Never to feel the first kicks and elbows.

Never to sing and cradle my stomach.

And yet, this is the beginning of the end. Time is turning over soft leaves that have been stained with life into my hands. My Creator has widened the horizon; there is more for me to learn and so I remain under the beautiful wilting shadow of a Tree and listen, listen to what He has to say.

This is the beginning of my third year in Seminary, of starting a new position immersed in ministry, of saying goodbye to everything that my heart is used to and stepping out on faith into the unknown. Internship looms in the grayness of a rainy afternoon, not because it is full of fear and interpretation but because of the promise of baptism which will flow into my very being over and again each day .

This is the beginning of my husband’s journey into academica once more, free to pursue his dreams after being firmly planted in the trenches, working with those who have no voice and guiding those whose voices have yet to be cultivated.

This is the beginning of thinking about opening our hearts and home one day to a child whom although does not come from within, does come from above.

This is the end of what I am familiar and what I have known. This is the beginning of stepping out of my comfort zone, kicking open the doors of the church and being involved in ministry as the Creator has always wished me to be.

Being Flexible in the Holy Spirit

Writing has been a way of expressing my Gypsy spirit….
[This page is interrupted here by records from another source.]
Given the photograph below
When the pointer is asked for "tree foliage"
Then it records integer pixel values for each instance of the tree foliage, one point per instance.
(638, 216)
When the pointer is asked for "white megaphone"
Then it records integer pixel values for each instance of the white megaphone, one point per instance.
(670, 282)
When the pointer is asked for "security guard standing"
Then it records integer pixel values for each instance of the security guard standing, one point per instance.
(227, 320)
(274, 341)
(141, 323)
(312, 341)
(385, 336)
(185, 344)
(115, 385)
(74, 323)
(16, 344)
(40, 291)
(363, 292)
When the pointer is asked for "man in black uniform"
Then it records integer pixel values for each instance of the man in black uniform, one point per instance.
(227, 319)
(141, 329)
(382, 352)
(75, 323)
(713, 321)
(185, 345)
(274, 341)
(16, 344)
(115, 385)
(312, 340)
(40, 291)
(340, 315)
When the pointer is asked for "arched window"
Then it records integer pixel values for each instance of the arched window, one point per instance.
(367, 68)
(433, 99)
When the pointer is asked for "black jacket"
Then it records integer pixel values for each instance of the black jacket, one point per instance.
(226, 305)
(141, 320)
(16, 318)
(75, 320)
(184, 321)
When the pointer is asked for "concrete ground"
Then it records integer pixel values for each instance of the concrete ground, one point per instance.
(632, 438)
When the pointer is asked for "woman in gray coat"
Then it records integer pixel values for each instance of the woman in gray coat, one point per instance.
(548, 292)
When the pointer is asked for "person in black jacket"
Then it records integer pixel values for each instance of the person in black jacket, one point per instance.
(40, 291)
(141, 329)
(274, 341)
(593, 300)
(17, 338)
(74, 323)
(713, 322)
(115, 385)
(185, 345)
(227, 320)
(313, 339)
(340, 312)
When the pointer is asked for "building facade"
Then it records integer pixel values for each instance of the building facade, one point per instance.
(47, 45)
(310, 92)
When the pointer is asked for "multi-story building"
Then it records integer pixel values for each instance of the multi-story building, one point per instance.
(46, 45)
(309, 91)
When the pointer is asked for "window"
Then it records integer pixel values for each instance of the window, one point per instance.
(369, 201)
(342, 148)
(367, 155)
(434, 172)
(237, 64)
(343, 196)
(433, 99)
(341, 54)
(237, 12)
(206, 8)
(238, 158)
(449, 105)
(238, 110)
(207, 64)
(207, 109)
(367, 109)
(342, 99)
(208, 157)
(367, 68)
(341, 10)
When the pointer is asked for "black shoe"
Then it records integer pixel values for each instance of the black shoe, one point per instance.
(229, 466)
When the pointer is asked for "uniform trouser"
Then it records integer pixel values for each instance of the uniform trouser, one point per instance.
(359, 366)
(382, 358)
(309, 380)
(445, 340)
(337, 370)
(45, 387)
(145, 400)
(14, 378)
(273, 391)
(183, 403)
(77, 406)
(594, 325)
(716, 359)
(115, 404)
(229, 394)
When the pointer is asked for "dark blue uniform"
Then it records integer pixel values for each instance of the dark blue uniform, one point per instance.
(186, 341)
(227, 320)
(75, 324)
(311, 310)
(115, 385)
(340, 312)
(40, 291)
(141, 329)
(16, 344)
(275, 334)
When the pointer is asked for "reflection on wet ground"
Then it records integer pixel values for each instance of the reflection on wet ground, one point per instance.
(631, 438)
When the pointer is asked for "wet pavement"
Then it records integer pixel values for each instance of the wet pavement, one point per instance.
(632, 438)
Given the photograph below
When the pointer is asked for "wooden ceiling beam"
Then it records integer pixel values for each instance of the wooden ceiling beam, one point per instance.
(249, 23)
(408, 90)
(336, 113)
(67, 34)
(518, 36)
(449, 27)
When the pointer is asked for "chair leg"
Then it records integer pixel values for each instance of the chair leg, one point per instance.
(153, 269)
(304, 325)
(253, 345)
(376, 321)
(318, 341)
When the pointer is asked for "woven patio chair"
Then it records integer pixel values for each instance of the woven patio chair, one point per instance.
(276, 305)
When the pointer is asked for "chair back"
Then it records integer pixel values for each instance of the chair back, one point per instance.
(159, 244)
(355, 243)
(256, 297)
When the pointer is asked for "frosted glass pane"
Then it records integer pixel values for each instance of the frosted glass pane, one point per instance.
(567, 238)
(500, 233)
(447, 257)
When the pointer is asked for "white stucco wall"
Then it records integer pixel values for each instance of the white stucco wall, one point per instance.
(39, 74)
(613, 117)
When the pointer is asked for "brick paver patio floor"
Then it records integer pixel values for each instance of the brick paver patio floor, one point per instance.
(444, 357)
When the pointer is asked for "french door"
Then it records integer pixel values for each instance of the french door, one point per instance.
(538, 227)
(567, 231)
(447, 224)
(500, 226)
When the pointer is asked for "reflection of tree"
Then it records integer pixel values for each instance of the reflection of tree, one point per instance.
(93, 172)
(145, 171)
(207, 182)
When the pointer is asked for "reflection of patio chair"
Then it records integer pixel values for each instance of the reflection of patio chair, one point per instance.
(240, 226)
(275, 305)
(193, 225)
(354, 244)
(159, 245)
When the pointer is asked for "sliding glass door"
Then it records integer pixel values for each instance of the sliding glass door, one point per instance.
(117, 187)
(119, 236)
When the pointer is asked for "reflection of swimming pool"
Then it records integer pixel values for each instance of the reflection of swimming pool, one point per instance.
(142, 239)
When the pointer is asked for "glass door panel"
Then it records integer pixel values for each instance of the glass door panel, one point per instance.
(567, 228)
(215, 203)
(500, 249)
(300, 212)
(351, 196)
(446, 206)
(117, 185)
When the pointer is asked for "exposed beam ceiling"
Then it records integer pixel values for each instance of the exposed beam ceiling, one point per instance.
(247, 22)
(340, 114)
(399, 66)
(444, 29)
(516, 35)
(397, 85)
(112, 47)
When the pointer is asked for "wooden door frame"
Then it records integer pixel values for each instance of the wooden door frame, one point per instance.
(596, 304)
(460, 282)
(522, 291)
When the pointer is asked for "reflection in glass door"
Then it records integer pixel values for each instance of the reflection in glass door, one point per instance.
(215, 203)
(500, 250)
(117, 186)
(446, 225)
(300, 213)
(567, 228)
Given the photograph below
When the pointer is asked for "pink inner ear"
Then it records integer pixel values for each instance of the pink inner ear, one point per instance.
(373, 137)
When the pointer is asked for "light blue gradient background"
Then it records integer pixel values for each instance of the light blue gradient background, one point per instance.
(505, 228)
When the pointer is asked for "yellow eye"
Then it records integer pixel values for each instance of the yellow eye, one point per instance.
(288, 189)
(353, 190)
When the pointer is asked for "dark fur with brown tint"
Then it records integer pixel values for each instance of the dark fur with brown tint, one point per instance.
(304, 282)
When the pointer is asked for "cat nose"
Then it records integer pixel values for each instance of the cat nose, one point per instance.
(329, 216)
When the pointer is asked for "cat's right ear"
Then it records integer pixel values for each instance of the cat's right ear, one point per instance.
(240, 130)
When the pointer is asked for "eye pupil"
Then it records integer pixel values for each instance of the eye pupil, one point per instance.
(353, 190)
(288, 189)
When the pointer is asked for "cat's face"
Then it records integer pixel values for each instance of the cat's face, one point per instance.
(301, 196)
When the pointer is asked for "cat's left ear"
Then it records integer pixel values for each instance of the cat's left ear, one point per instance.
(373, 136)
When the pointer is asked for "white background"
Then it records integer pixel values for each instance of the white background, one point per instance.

Words have always been a vehicle for those who feel that their voice only explodes in daffodil petals in the wee hours of a beginning dawn; that the wind carries one’s passions away from those that it could impact. There have been times that I have felt I had no purpose or meaning; that I was just another strange child mixed up in the cosmos.

I have found that through my words, my dreams and aspirations; my anger and frustration; my love and my heart firmly are rooted along with the green goddesses which sprout outside my window. Pouring my weaknesses into fragile paper and pen allows me to focus what my soul is needing to the core, and allows me to each rising beautiful moon to grow stronger, as the Mother of Us all continues to cradle us in Her arms. I have found that I celebrate my ancestry and those who await me in the Valley, cheering me on with eternal drums, as I stand as a testament of how proud and regal our people can be.

Writing is an essential part of who I am and who God, my Creator, my Father and my everything has called His Gypsy child to be.